Writer and photographer Michael Fordham was practically raised on the West Ham terraces. His zine ‘Over There’ mourns the death of its century-old ground and the working class football culture it nurtured - before gentrification won out and the club moved to its new home at Stratford’s Olympic Park.
For better or worse we spent so much of our youth over there.
We watched it become something it never was. And without noticing it we became part of that change ourselves. It was about football. And it was much more than that. You found out about who you were over there. It was as much about identity and dressing devilishly than about what happened on the pitch. It was who you were. And if you weren’t that you were something else. That was important. Especially when you were sixteen years old and it was 1984.

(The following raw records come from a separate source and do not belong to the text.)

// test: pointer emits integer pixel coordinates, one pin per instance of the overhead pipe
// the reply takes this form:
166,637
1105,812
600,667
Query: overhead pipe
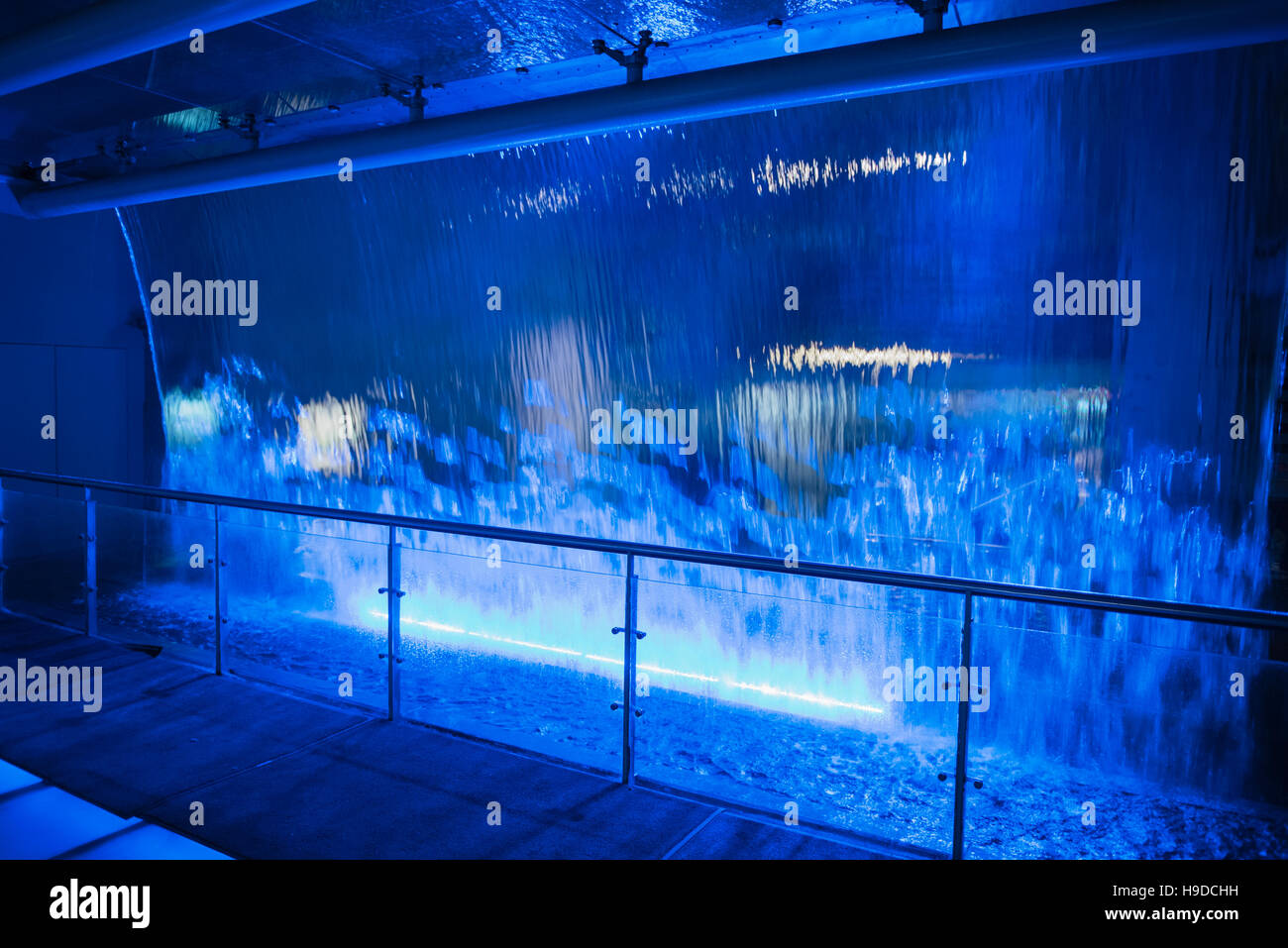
110,31
1044,42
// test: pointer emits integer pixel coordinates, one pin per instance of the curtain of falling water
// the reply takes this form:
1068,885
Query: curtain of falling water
378,376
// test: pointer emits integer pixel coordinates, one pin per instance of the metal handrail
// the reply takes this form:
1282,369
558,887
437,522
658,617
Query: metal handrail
967,588
990,588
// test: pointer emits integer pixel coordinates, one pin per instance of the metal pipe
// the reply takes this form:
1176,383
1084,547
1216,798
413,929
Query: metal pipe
1127,605
629,675
220,601
90,537
106,33
1126,30
962,720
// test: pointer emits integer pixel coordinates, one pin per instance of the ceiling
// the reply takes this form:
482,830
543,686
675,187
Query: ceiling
323,67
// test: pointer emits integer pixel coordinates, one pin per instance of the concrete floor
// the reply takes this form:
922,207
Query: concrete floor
281,776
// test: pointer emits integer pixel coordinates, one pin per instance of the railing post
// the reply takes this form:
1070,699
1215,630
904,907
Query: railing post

There was something about Upton Park – something about the angles of the paving stones; something about the cut of the pointing; something ramshackle, improvised, unruly. The manor reflected perfectly the character of West Ham United Football Club. It was tinged with same sense of ragged swagger. That’s what we identified with. It wasn’t all about the legends of Moore, Hurst, Bonds, Brooking and McAvennie (peace be upon them). It was more about the light and shade of an East End Saturday – the way that at sunset the terraces off Green Street and the Barking Road looked beautiful and melancholy. Especially if we’d lost. And we often had.
It was all about the smells too. The tangy saltiness of the onions and the burgers and the horse shit and the sticky lager on the carpets of the boozers. It was about the laughter and bowl and the buzz of an away day. It was about taking the piss out of the coppers and slagging off the opposition. It was all about the milling about and the running and the coming and going and how your weekend could be defined by what happened on those terraces, which train you ended up on, and whether or not the northern coppers really hated you.
How many times did you slog home, changing trains at Mile End listening to the scores on someone else’s radio? How many times were you treated like shit by some constabulary or other, herded on to some unheated milk train or other, some eighteen stone scaffolder from Basildon passed out pissed on you, reeking of Embassy No 9 and Hofmeister? How many times did you remember that you must remember to do something else with your Saturdays? But then you forgot. You always did.
Over There: The Last Day at the Boleyn is the first in a series of hand made little books about football from the perspective of East London. The first edition documents the last day at the ancestral home of West Ham United: Upton Park and the Boleyn Ground.